Let’s pause for a moment in our modern conundrum of worrying about whether or not the Golden State Warriors will be able to threepeat this season. Step back for a moment and appreciate the historical greatness that Stephen Curry and Klay Thompson have achieved in their short time together. We are right in the thick of it now, but no doubt the Splash Brothers will be talked about for a long, long time
They are going to be well-covered by basketball historians, but we are entering that weird phase of their career where they are getting honored as greats while still actively playing in the league. Most of these accolades have been coming for a long time - remember when coach Mark Jackson caught flak for calling them the best shooting backcourt of all time?
Anyways, keep your eye on NBATV for replays, because this special was... special.
You won't want to miss this.— NBA TV (@NBATV) December 27, 2018
The Splash Bros. and Bad Boys sit down for a wide-ranging conversation - NEXT on NBA TV! pic.twitter.com/rFBEbTwSxM
Physicality and the modern NBA
One of the most prevalent knocks against Stephen Curry is that he would be physically bodied out of the old school NBA. I’m dubious that it would do all that much to slow him down, but you can tell Curry is aware of the chatter.
“Sometimes, I kinda want to go back and get thrown into that situation, see how I do,” Curry said.

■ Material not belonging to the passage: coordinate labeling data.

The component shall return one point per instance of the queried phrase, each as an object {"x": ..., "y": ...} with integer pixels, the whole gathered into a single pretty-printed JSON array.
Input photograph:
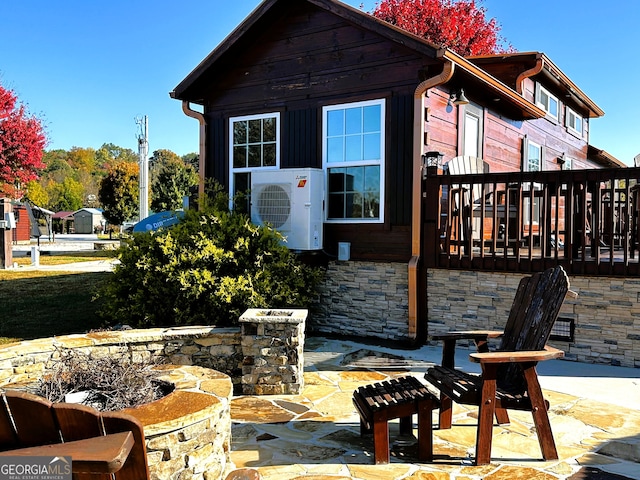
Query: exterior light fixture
[
  {"x": 431, "y": 162},
  {"x": 458, "y": 98}
]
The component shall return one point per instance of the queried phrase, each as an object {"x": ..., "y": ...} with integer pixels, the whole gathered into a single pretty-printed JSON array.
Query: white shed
[{"x": 86, "y": 220}]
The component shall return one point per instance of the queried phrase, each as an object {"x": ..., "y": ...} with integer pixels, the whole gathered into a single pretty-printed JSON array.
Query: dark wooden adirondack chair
[
  {"x": 107, "y": 445},
  {"x": 509, "y": 379},
  {"x": 465, "y": 199}
]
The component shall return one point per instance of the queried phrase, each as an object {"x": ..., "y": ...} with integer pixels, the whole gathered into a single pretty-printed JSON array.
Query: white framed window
[
  {"x": 254, "y": 142},
  {"x": 547, "y": 101},
  {"x": 353, "y": 159},
  {"x": 533, "y": 157},
  {"x": 472, "y": 131},
  {"x": 573, "y": 121}
]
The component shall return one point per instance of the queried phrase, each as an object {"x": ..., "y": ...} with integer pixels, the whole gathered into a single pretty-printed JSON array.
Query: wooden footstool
[{"x": 398, "y": 398}]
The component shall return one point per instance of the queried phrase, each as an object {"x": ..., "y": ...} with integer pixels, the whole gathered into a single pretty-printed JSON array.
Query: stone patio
[{"x": 595, "y": 416}]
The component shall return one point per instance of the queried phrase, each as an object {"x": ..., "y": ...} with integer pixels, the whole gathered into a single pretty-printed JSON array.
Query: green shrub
[{"x": 208, "y": 270}]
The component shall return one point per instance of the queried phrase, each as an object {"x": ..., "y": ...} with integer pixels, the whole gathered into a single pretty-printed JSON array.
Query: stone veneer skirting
[
  {"x": 364, "y": 299},
  {"x": 369, "y": 299}
]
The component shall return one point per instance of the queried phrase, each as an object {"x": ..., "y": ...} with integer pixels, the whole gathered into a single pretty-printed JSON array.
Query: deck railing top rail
[{"x": 585, "y": 220}]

But Isaiah Thomas rightly took the conversation to it’s natural conclusion: “some of the bigs back then - Hall of Famers - wouldn’t be able to play today.”
The conversation went deeper too. Now, I hesitate to admit that I didn’t remember it like this, but apparently the Bad Boy Pistons were often criticised for playing like the Warriors - aka “a jump shooting team.” Without a traditional post player on offense (remember that Laimbeer was shooting threes before it was cool for big men to shoot them), the Pistons ran a lot of screens and pin-downs.
I look at the league now, and a lot of the small ball. That’s how we played. We were actually criticized a lot for playing the way you guys play.
As a kid, I missed a lot of that, but I sure did love watching the Pistons carve up the paint. My biggest takeaway from this segment was that the eras may not actually be as different as we’d all like to think. Or at least, the change has been more of a spectrum shift, rather than a wholesale flip of the league.
And the coolest part about this special was the shared connection that these four players, a generation apart, shared.
“It’s the ultimate respect when you’re doing something great and it’s different, and people are uncomfortable with it. ...For us, it was a jump-shooting team can’t win a championship.”
Ha! Suck it, Barkley!
The LeBron versus Jordan discussion
One of the cooler segments started with Isaiah Thomas talking about sitting on the phone with Joe Dumars for hours watching Jordan play another team. They’d laud his game while trying to scout him, but specifically drew the parallel with LeBron - these players are not “larger than life” per se, but the daunting combination of speed, skill, and size are impressive; even to other top tier players.
Klay said that LeBron is weird to play against because he’s “never seen a guy that big who moves so fast.” One of the funnier quips was a story Thompson told about running a fastbreak with LeBron trailing him - apparently Andre Iguodala was yelling “he’s comin’ you better dunk it!!”
Interestingly, Dumars gave a side nod to advanced stats in this same conversation. Talking about the parallels with his defense of Jordan and Thompson trying to slow down LeBron, Dumars said that it wasn’t really the point totals that he was worried about, but rather the scoring efficiency. It was kind of an aside in a broader conversation, but as someone who tries to keep up with the advanced stats, I thought it was pretty cool to see an old school guard like Joe Dumars talking about the importance of looking beyond the box score.
You really should watch this special if you get a chance, it will be an hour well spent.